Die Tiefsee macht rund 66 Prozent der Erdfläche aus und stellt damit das größte Ökosystem unseres Planeten dar. Dennoch war es natürlich reiner Zufall, dass etwa zeitgleich zwei die Tiefsee auf diametral unterschiedliche Weise betreffende Meldungen die Weltöffentlichkeit erreicht hatten. Zusätzlich hatte am 8. Mai 2025 die neueste Dokumentation des legendären Tierfilmers, Naturforschers und Schriftstellers Sir David Attenborough unter dem Titel „Ozean“ Premiere in den Kinos. An seinem 99. Geburtstag wollte der auch für sein Engagement zugunsten des Klimaschutzes bekannte Brite auf die zentrale Bedeutung gesunder Meere aufmerksam machen. Er warnte vor einer Zerstörung noch unbekannter Ökosysteme der Ozeane. Nachdem er jahrzehntelang die Naturwelt beobachtet hatte, habe er nun verstanden, so Attenborough, dass der „wichtigste Ort der Welt nicht an Land ist. Wir müssen darauf schauen, was momentan unter den Wellen passiert.“
Ökosystem mit enormer Artenvielfalt
Bei US-Präsident Donald Trump dürften seine fraglos vernünftigen Mahnungen auf taube Ohren gestoßen sein. Denn Trump hatte mit seiner Executive Order vom 24. April 2025 einen Wettlauf um die wirtschaftliche Ausbeutung wertvoller Rohstoffe in den Tiefen der Ozeane eingeleitet. Dieser hebelt das Völkerrecht aus. Obwohl der Meeresboden beziehungsweise die Tiefsee in internationalen Gewässern als gemeinsames Erbe der Menschheit gelten, hat Trump angekündigt, Lizenzen für den ökologisch höchst umstrittenen Tiefseebergbau vergeben zu wollen. Ziel ist es, die in 3.000 bis 6.000 Metern Tiefe vorkommenden sogenannten Manganknollen bergen zu lassen. Diese werden auch als polymetallische Knollen oder Ferromanganknollen bezeichnet. Spezialisten wie das kanadische Unternehmen „The Metals Company“ sollen sie fördern. Die Knollen bestehen aus verschiedenen Mangan- und Eisenverbindungen. Mangan dürfte wirtschaftlich am lukrativsten sein. Aber auch für Nickel, Kupfer oder Kobalt gibt es eine wachsende Nachfrage auf dem Weltmarkt.

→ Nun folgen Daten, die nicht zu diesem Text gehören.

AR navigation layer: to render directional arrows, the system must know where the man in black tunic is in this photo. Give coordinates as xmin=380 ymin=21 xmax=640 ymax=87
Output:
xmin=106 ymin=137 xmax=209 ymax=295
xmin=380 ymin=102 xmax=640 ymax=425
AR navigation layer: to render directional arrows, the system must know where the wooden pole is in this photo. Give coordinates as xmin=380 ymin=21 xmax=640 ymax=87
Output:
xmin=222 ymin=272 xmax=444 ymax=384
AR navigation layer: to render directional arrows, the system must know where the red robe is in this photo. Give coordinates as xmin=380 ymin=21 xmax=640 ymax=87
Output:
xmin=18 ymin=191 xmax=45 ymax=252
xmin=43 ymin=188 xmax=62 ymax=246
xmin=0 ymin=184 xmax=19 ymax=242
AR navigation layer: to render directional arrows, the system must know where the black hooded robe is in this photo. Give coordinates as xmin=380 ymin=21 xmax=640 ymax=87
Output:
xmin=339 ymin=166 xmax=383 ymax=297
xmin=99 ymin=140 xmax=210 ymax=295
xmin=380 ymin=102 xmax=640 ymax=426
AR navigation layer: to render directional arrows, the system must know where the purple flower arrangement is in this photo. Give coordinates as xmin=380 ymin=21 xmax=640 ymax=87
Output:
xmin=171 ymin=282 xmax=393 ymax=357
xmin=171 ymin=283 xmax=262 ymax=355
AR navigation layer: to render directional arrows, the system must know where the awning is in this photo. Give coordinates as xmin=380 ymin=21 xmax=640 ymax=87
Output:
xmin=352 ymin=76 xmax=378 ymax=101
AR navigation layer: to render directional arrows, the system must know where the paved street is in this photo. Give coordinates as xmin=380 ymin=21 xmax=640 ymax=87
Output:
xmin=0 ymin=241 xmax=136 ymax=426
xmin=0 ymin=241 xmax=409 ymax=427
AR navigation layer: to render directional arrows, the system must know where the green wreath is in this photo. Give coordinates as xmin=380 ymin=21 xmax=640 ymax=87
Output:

Besonders pikant ist das von den USA ins Auge gefasste pazifische Abbaugebiet namens Clarion-Clipperton-Zone. Es liegt etwa 800 Kilometer südöstlich von Hawaii und ist die weltweit größte Manganknollen-Region. Also weit entfernt von jeglichen US-Hoheitsrechten wie der Zwölf-Meilen-Zone, die als seeseitiges Territorium eines Küstenstaates gilt. Oder der Ausschließlichen Wirtschaftszone (AWZ), die sich auf 200 Seemeilen beschränkt. In der AWZ steht jedem Küstenstaat das alleinige Vorrecht zur Ausbeutung aller natürlichen Ressourcen zu. Inzwischen gelten mehr als 100 Millionen Quadratkilometer der Weltmeere als AWZ einzelner Staaten.
Mit rund zwölf Millionen Quadratkilometern beanspruchen die USA wegen ihrer zahlreichen überseeischen Gebiete und Inseln bereits die größte AWZ-Fläche. Frankreich folgt mit etwa zehn Millionen Quadratkilometern. Doch Trumps Initiative reicht noch weit darüber hinaus – in internationale Gewässer. Diese werden oft als Hohe See bezeichnet und machen mit rund 200 Millionen Quadratkilometern den größten Teil der Ozeanfläche aus, die insgesamt 335 Millionen Quadratkilometer beträgt.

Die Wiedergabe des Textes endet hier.